Hi!
I have such a module:
terraform {
required_providers {
azurerm = {
source = "hashicorp/azurerm"
version = "3.50.0"
}
}
}
module "azure_general" {
source = "../azure_general"
environment = var.environment
organization = var.organization
location = var.location
subscription_id = var.subscription_id
}
provider "azurerm" {
features {}
subscription_id = module.azure_general.subscription_id
tenant_id = module.azure_general.tenant_id
}
resource "azurerm_resource_group" "rg" {
name = "${var.project_name}-rg-${module.azure_general.location_alias}-${var.environment}"

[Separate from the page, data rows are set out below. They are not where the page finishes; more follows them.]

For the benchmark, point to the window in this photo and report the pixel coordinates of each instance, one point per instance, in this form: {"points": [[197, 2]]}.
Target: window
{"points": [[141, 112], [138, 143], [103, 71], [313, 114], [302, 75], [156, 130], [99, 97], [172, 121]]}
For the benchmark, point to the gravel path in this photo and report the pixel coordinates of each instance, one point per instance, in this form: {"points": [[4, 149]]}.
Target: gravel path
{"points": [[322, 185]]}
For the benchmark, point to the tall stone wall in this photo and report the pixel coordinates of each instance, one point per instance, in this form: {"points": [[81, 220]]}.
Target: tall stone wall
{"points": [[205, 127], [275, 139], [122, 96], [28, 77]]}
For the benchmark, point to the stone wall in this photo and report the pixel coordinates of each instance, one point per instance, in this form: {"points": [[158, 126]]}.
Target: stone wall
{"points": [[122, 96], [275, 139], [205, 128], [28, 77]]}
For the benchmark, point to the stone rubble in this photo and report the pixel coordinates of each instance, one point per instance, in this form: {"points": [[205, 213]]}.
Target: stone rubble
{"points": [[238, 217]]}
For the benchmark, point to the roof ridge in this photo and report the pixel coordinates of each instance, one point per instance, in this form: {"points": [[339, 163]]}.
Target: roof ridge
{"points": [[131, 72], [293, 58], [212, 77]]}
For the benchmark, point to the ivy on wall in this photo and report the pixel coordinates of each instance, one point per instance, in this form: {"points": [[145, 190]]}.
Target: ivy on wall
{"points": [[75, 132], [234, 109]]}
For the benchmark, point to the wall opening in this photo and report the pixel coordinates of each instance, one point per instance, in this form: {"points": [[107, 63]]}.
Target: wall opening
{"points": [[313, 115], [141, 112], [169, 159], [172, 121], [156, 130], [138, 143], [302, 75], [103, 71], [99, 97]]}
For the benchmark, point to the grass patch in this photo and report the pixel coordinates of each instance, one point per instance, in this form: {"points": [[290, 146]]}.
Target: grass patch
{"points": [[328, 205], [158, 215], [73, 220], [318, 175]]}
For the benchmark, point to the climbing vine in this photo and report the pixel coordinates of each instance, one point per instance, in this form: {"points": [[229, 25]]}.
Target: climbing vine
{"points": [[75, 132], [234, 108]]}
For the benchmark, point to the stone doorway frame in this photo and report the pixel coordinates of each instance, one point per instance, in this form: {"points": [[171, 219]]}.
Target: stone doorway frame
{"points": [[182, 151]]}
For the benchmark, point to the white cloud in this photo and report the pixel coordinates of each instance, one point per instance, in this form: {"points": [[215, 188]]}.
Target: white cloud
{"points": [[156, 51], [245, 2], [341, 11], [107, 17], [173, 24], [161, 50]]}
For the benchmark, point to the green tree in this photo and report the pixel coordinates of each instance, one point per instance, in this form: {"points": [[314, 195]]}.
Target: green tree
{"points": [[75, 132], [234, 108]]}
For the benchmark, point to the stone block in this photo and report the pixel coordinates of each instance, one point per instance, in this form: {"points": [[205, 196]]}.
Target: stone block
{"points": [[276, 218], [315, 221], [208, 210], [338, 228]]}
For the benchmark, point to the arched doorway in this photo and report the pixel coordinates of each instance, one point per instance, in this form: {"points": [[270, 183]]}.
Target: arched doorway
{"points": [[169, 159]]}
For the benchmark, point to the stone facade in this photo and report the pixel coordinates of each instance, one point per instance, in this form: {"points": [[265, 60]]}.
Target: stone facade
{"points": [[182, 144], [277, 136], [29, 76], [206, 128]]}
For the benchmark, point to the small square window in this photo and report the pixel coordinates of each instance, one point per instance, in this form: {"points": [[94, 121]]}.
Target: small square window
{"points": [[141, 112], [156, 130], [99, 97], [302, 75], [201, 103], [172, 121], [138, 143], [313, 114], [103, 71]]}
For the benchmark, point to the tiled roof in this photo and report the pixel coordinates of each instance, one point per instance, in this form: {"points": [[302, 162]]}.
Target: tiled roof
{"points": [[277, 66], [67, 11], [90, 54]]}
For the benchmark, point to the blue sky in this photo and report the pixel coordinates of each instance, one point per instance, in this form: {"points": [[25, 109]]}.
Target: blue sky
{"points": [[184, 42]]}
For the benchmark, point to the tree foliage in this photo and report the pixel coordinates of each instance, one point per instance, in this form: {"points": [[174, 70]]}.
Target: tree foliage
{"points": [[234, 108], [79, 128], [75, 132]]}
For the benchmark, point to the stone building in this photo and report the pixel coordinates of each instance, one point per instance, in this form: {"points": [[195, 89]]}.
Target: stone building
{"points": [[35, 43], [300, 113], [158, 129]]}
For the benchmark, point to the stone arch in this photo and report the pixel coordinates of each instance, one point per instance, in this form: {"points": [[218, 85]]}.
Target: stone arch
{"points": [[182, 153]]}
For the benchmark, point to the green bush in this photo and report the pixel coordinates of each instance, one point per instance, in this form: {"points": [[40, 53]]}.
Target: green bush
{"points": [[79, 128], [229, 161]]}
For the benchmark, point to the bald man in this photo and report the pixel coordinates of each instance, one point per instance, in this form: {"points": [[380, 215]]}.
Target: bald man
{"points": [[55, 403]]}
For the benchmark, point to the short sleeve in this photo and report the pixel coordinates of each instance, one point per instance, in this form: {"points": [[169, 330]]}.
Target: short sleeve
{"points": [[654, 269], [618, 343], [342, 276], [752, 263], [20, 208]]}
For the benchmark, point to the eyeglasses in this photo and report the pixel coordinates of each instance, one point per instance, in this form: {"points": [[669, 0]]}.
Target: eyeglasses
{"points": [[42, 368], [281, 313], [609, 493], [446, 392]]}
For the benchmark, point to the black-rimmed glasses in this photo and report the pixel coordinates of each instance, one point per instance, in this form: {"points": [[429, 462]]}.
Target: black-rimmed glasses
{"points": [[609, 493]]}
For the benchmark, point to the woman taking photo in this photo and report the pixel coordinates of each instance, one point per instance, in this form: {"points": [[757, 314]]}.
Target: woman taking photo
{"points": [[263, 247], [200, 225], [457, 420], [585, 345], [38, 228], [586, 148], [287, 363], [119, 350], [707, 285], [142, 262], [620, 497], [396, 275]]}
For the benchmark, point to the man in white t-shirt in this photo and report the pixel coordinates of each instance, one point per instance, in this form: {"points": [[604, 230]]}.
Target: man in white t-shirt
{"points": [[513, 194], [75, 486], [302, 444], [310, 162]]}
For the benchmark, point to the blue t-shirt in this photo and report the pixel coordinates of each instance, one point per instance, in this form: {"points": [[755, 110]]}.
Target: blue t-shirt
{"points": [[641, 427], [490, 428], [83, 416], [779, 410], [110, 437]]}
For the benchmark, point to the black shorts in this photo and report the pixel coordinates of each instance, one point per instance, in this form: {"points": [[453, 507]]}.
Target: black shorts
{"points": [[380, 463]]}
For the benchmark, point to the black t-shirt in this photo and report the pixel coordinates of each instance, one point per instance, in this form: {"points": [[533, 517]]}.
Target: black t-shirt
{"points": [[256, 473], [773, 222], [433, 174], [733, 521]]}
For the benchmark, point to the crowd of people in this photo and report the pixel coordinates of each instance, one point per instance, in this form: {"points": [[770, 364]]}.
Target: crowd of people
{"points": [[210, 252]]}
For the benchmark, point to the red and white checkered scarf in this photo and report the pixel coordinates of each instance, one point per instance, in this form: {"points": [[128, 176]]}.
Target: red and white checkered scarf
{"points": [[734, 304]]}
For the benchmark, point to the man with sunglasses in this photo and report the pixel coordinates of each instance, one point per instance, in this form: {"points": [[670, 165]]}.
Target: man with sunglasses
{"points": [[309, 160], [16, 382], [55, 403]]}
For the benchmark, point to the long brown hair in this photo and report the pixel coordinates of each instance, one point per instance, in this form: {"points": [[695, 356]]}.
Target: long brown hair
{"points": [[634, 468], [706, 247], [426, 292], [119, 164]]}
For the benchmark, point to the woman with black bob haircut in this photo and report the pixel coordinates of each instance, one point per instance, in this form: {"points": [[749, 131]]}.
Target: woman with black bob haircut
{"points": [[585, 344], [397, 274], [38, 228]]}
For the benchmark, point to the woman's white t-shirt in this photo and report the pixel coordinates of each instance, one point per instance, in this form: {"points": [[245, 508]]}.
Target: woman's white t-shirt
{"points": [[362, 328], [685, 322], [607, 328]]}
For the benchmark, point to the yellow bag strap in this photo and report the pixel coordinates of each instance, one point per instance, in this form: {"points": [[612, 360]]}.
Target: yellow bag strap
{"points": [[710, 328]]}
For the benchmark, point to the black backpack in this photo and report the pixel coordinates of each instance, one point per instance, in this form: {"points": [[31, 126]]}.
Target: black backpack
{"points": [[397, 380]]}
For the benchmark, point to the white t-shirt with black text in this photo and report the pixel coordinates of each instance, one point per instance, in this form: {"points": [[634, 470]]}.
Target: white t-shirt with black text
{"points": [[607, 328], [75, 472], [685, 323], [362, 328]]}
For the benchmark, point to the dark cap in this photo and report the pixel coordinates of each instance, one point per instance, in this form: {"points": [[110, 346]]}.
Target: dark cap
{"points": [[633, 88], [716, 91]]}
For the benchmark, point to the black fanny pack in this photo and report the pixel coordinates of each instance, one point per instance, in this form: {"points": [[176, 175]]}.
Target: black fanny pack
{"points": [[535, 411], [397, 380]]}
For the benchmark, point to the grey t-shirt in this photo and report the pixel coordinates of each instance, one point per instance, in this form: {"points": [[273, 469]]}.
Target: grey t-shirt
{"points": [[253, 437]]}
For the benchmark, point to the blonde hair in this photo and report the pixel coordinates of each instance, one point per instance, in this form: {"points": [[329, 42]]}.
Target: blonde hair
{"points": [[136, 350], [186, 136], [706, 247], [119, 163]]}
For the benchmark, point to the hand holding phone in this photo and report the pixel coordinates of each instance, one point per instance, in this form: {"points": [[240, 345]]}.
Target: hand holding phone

location = module.azure_general.location
tags = merge(
{
projectName = var.project_name
teamName = var.team_name
organization = var.organization
environment = var.environment
availability = module.azure_general.availability
deployType = "Terraform"
},
var.tags
)
}
resource "azurerm_management_lock" "rg_lock" {
name = "LockDelete"
scope = azurerm_resource_group.rg.id
lock_level = "CanNotDelete"
}
output "resource_group_name" {
value = azurerm_resource_group.rg.name
}
output "resource_group_subscription" {
value = module.azure_general.subscription_id
}
output "resource_group_id" {
value = azurerm_resource_group.rg.id
}
output "resource_group_location" {
value = azurerm_resource_group.rg.location
}
In each Resource Group, which was created with the modulus also created a lock on RG. But now to change something in the Resource Group I have to remove the lock first. But… when I remove the lock manually, it is the first to be put on the next terraform apply, and the rest does not change.
What I mean is that, for example, I have two virtual machines in the resource group, then I want to change their system or Size using terraform, then first terraform must remove them, but it can’t because lock blocks it.
How can I automate this? Or write some modul? I wouldn’t want to do something manually either.